Economist online is currently hosting a debate about cybersecurity and specifically the question of whether we are headed for a more or less secure world as interconnectivity increases. My vote is "no" for the following reason which I posted to their debate site:
It would be quite difficult to compromise security if we each existed entirely in our own hermetically-sealed network like an egg in a carton or a standalone PC on a desk. Each connection with the outside world creates a perforation in the egg shell and creates a security risk in the form of a point of potential compromise. The perforation can be compromised or the "tube" connecting me to the next "egg" can be compromised. Further, the "egg" I'm connecting to can be compromised. Or an "egg" connected to the one I'm connected to can be compromised. As you can imagine, hyperconnectivity increases the number of points of potential compromise exponentially with time.

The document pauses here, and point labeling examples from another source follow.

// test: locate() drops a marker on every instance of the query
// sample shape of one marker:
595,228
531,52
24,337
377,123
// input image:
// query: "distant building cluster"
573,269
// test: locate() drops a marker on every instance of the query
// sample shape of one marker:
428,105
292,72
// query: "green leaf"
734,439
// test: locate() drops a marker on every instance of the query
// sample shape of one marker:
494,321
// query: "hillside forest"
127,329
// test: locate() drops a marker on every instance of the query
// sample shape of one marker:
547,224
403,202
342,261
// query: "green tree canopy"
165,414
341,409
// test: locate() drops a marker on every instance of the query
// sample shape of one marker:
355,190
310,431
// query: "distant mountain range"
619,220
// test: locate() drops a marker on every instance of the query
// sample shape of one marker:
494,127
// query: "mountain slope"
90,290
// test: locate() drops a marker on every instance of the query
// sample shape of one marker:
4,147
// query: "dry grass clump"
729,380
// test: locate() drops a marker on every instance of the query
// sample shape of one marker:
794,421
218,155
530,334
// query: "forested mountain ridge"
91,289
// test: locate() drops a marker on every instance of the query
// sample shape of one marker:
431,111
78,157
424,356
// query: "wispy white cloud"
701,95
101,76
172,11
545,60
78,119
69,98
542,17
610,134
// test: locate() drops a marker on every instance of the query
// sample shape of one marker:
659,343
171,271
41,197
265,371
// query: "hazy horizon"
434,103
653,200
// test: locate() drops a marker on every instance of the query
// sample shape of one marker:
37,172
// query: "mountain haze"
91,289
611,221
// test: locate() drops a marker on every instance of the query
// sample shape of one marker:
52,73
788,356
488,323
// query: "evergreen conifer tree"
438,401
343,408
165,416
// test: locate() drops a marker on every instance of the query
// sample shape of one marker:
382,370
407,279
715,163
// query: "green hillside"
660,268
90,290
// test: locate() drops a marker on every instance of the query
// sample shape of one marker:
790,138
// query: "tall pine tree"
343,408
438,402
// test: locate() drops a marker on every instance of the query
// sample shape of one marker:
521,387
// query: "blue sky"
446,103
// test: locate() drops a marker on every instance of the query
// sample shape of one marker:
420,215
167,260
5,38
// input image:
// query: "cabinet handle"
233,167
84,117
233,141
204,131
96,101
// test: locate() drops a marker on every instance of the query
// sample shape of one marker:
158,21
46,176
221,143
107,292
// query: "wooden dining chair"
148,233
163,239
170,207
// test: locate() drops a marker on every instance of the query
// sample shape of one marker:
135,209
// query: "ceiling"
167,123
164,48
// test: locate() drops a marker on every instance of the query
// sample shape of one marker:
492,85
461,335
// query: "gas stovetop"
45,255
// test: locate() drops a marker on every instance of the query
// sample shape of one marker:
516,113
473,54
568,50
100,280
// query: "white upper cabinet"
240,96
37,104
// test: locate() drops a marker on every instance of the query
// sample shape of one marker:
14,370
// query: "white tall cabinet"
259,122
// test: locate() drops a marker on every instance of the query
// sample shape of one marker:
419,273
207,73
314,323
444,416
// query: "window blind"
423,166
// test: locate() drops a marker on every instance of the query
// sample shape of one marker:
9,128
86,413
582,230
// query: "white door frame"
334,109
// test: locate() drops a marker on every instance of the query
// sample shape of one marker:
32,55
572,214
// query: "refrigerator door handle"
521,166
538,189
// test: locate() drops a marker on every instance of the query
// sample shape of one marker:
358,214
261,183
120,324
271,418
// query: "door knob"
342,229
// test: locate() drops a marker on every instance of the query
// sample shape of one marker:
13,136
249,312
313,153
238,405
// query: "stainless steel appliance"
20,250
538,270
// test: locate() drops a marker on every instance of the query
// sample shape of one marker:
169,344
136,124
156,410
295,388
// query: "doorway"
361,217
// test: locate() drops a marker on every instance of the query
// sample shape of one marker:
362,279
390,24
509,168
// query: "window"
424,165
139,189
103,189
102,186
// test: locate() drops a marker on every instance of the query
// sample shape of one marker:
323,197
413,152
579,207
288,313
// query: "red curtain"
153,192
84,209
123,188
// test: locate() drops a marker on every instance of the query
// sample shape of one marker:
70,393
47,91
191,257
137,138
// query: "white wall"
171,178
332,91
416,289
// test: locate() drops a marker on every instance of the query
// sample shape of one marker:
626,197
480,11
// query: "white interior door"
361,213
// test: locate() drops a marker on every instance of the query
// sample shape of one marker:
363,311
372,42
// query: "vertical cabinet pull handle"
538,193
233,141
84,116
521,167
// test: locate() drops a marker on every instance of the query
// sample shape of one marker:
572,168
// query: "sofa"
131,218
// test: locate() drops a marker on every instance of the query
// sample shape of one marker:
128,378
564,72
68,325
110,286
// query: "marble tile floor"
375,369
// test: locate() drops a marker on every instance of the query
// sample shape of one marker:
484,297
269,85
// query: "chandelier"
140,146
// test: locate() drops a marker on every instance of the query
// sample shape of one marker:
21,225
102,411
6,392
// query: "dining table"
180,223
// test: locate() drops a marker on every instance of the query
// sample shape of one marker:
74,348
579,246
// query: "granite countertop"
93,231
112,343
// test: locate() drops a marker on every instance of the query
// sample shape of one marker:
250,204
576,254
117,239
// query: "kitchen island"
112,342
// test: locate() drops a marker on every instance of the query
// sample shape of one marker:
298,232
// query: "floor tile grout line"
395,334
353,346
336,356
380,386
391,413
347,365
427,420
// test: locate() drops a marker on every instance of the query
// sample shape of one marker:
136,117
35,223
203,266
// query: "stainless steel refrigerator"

Our current risk-mitigation approach tries to hermetically seal all the perforations, joints, and pipes by wrapping them in a "fortress firewall." This becomes exponentially more difficult with the increase in points of potential compromise. Attacks are inevitable, as are compromises until and unless our approach to risk mitigation shifts from a "fortress firewall" approach to one in which we can examine, wrap, and filter actual bytes of information as they float around cyberspace.
While I don't know what this approach will look like in practice, I predict it will include a strong focus on data provenance. Imagine an "HTTPS 2.0" in which we not only wrap packets of data in an encrypted security layer, but also give that packet the ability to either reveal its contents or self-destruct based on who/what/where/when/WHY it is accessed.
Until then, data security risk shall continue to increase.